Have you noticed Staughton Hall? It’s that three story, human-scale, white brick building at 707 22nd St. – next door to the back of Gelman Library and the GWU Police/Emergency building and that little park you walk through on your way to Leo’s GW Deli. It was built in 1916 as an apartment building, and has had a somewhat interesting history, more relevant to GWU than Foggy Bottom in general. It housed soldiers during WW2, served as GWU’s second Women’s Dormitory, and was a center of GWU-conducted Cold War era research for the U.S. Navy.
GWU has filed for a raze permit to demolish Staughton Hall. At a time when GWU appears to have shortages of student and classroom space, its demolition of serviceable buildings seems odd. In the light of GWU’s claimed commitment to the environment, its lack of interest in adapting historic buildings for current use also seems odd; after all the greenest building is one already standing. In any case, if GWU can afford to demolish these buildings, it can afford to commission a report documenting the building’s history. Although the building will be gone, at least its history can be preserved. And GWU should adopt a policy of such documentation.
Staughton Hall started out as the Madeira apartment building, built in approximately 1912. The building had 12 apartments and one basement apartment. It continued as an apartment building through 1941.
GWU bought the building in 1942 and remodeled it, painting the brick white (as it remains today). Initially conceived as a men’s dormitory, it housed servicemen in 1942. Staughton Hall opened as a women’s dormitory in 1943. It was to house about 100 women, including women who worked for the federal government and took night classes, as well as Navy nurses taking special courses at GWU. Thereafter it housed about 80 women, including many day students.

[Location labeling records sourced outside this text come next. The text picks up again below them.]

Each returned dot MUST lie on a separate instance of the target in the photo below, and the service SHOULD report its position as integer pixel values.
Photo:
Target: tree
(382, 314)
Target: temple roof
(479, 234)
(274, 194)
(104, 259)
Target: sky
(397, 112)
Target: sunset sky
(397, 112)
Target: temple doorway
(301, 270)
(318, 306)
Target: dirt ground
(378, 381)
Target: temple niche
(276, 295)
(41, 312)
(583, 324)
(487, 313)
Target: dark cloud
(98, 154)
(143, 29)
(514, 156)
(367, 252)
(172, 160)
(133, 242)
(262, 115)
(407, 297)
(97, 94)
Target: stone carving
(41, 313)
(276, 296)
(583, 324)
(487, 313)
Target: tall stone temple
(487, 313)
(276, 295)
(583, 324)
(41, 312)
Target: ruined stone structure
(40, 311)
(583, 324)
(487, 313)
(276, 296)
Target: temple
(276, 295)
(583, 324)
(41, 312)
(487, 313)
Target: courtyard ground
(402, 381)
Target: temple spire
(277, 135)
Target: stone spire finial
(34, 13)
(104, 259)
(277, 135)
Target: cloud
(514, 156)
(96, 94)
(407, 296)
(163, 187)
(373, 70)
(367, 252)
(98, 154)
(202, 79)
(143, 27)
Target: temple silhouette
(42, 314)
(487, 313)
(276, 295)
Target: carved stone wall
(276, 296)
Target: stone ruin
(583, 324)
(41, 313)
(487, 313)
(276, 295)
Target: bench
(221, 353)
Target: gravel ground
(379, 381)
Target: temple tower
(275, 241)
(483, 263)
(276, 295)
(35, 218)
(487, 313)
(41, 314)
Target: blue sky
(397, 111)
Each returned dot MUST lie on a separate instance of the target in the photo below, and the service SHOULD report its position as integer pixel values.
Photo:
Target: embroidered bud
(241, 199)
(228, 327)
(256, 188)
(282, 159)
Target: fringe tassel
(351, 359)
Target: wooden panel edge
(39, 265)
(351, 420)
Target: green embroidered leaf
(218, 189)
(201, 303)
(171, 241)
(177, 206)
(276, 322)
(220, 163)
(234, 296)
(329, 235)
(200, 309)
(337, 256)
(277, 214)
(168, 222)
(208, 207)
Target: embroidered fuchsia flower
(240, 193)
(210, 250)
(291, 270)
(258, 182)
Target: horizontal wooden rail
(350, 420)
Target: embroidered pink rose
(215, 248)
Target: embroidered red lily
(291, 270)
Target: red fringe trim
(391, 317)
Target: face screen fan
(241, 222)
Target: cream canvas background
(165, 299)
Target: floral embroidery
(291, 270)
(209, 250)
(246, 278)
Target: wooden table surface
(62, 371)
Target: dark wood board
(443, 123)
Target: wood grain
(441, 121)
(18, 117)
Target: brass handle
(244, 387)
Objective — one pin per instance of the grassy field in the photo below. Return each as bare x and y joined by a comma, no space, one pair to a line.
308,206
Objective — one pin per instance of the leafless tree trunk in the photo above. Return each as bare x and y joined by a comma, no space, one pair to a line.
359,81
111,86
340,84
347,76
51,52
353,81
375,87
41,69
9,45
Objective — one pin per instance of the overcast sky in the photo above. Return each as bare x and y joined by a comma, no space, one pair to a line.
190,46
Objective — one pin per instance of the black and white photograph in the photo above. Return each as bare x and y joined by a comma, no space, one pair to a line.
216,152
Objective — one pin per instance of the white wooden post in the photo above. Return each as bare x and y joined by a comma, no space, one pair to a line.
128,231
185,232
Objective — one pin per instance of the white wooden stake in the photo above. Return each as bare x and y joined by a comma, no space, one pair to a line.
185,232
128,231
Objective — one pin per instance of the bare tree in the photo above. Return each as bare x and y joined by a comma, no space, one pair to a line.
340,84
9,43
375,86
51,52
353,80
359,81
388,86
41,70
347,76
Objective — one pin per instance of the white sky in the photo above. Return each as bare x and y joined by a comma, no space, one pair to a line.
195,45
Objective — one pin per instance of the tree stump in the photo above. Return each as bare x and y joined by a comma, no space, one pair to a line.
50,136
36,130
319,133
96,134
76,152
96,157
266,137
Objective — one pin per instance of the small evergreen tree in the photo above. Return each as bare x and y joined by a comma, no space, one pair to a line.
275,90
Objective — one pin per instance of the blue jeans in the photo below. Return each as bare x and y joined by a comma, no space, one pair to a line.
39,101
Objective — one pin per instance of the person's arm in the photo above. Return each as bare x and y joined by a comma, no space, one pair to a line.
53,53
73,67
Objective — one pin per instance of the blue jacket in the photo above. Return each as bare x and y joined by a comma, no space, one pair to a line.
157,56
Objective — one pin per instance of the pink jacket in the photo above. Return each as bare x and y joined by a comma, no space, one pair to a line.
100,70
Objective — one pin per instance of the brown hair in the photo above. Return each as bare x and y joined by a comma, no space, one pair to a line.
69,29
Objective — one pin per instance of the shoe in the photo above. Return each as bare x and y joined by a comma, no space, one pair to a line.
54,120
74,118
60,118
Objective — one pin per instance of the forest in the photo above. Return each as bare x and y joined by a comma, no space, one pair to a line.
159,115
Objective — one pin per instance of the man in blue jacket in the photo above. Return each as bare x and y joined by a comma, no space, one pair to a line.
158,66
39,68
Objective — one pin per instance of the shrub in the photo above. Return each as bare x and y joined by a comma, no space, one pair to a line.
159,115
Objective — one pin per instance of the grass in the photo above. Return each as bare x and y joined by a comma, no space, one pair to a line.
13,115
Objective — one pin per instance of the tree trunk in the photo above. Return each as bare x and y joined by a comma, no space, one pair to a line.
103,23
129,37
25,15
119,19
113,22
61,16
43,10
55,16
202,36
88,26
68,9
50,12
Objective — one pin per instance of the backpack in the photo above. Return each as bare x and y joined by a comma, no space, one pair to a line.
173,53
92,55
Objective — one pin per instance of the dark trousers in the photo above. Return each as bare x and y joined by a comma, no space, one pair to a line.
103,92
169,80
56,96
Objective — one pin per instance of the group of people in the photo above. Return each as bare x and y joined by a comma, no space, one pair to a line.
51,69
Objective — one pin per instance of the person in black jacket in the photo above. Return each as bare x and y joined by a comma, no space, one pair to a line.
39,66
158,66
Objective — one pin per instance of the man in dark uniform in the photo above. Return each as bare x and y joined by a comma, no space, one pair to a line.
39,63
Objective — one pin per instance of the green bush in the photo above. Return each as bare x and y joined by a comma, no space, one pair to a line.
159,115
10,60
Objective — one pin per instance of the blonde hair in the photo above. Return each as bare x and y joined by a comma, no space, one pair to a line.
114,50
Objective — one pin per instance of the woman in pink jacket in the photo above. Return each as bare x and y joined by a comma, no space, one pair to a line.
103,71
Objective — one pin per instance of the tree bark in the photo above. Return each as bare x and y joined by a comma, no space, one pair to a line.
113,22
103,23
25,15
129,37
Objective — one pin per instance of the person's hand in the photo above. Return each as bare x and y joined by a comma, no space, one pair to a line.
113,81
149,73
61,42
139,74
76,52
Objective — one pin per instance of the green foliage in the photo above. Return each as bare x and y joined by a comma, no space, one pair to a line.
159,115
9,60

It was GWU’s second women’s dormitory, Strong Hall having opened in 1937. Unlike Strong, Staughton did not have a phone in every room. GWU closed Staughton as a dormitory in 1950.

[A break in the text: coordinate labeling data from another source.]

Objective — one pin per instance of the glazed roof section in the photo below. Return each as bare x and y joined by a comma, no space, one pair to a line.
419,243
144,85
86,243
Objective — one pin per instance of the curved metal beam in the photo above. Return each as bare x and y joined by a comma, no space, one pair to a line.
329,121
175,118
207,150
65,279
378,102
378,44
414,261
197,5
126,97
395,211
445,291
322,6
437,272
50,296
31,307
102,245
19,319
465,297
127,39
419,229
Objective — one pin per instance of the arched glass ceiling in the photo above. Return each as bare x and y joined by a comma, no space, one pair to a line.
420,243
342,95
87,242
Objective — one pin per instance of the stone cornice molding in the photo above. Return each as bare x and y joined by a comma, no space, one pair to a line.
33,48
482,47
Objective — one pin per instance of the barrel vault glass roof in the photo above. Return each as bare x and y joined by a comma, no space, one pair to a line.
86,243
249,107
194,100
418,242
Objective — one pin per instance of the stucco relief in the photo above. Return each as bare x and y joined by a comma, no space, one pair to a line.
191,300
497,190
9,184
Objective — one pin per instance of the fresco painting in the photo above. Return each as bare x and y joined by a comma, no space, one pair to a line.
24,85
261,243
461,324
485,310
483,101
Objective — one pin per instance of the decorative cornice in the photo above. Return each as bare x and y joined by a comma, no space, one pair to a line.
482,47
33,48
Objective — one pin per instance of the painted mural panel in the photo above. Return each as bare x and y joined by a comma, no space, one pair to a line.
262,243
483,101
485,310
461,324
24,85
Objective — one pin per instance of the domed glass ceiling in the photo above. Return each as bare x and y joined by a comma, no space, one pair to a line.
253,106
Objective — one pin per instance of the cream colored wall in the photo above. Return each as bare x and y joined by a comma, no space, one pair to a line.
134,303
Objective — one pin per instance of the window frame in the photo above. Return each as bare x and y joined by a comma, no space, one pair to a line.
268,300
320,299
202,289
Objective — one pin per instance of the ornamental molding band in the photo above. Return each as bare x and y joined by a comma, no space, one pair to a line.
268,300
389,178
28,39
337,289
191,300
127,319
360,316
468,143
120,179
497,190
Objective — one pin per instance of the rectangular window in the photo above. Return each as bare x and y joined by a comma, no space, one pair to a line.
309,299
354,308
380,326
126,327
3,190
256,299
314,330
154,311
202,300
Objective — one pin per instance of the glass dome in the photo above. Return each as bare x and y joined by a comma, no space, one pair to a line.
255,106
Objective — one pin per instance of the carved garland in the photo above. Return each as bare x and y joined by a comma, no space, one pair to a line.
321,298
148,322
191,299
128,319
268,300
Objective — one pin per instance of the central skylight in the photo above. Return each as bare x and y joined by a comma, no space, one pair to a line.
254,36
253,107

In 1951, the building housed the GWU Logistics Project. The project used a digital Office of Naval Research relay computer named “Abel.” The computer was 20 feet long, seven feet high, and two feet deep, and contained about 350 vacuum tubes and 700 relays. It was maintained by electrical engineering students, making GWU the only area school at which students could work with computers. The computer was designed to solve the problems of Navy logistics, addressing supply issues. Staughton Hall also housed a U.S. Army study in psychological warfare in 1951. Staughton continued to host military logistics research through the Vietnam War and was the subject of an unsuccessful effort at occupation by anti war protestors in 1970. In 1976, GW moved the Engineering Administrative Offices to Staughton Hall. Starting in 1986, the Department of Defense Science and Engineering Apprentice Programs were administered from Staughton Hall.

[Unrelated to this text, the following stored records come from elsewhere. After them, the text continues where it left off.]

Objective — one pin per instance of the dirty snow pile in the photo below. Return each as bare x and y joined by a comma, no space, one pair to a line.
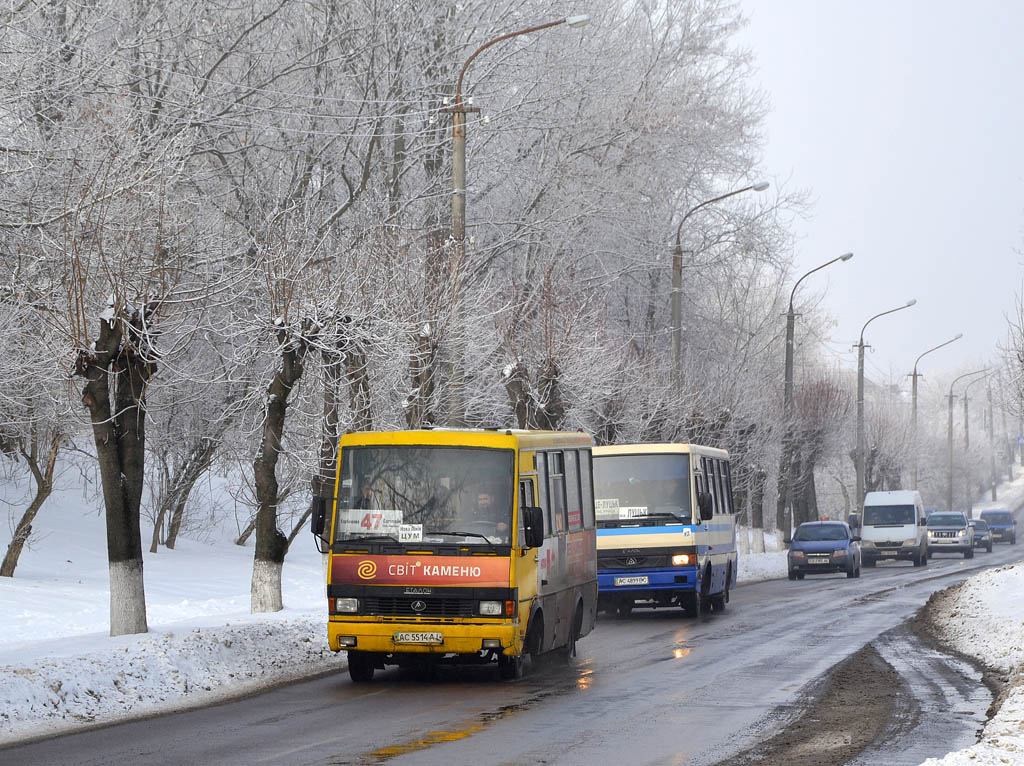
983,618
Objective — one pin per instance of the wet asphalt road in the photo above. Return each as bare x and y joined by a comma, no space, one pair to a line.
654,688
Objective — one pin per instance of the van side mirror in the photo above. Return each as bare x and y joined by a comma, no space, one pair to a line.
705,503
317,519
532,522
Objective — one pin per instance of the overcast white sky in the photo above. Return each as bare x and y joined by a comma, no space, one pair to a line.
903,121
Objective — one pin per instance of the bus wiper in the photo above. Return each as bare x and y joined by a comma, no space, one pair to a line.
658,514
463,534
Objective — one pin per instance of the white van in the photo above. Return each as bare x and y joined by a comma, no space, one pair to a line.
892,526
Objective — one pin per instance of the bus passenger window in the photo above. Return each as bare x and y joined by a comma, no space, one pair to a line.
727,474
710,481
587,490
572,505
721,506
556,490
541,461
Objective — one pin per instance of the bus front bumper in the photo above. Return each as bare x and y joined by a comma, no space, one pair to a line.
422,638
637,582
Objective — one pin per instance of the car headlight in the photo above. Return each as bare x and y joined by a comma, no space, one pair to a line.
492,608
349,605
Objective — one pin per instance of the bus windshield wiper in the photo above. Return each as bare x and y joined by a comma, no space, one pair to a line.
463,534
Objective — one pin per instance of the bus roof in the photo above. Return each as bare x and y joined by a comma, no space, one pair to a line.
660,449
509,438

Staughton Hall is named for the Rev. Dr. William Staughton, first president of GWU (then Colombian College), who served from 1821-1827. Staughton had previously served as Principal of the Baptist Theological Institution in Philadelphia, which was the predecessor of Columbian College. Staughton continued as President of Columbian College when the operation was moved to Washington D.C. He also taught theological and classical courses at the College, including General History, Belles Lettres, Rhetoric, Moral Philosophy and Divinity, and Pulpit Eloquence. He presided over the first commencement in 1824. During his tenure as President, Staughton simultaneously served as Chaplain of the Congress for two session. After five years serving as President in 1827, Staughton resigned due to the College’s financial troubles. No word on whether GWU will bestow the Staughton name on anything else.
GWU excluded Staughton hall from the GWU/Old West End Historic District and it and the land at the corner of G and 22nd is slated for development sometime in the future. The GWU Strategic Facilities and Campus Master Plan https://ourmasterplan.gwu.edu/ envisions a New Student Center/Technology Hub/Center for Entrepreneurship occupying that site, as well as replacing the current EMS/Police building (built 1874), and the existing small park.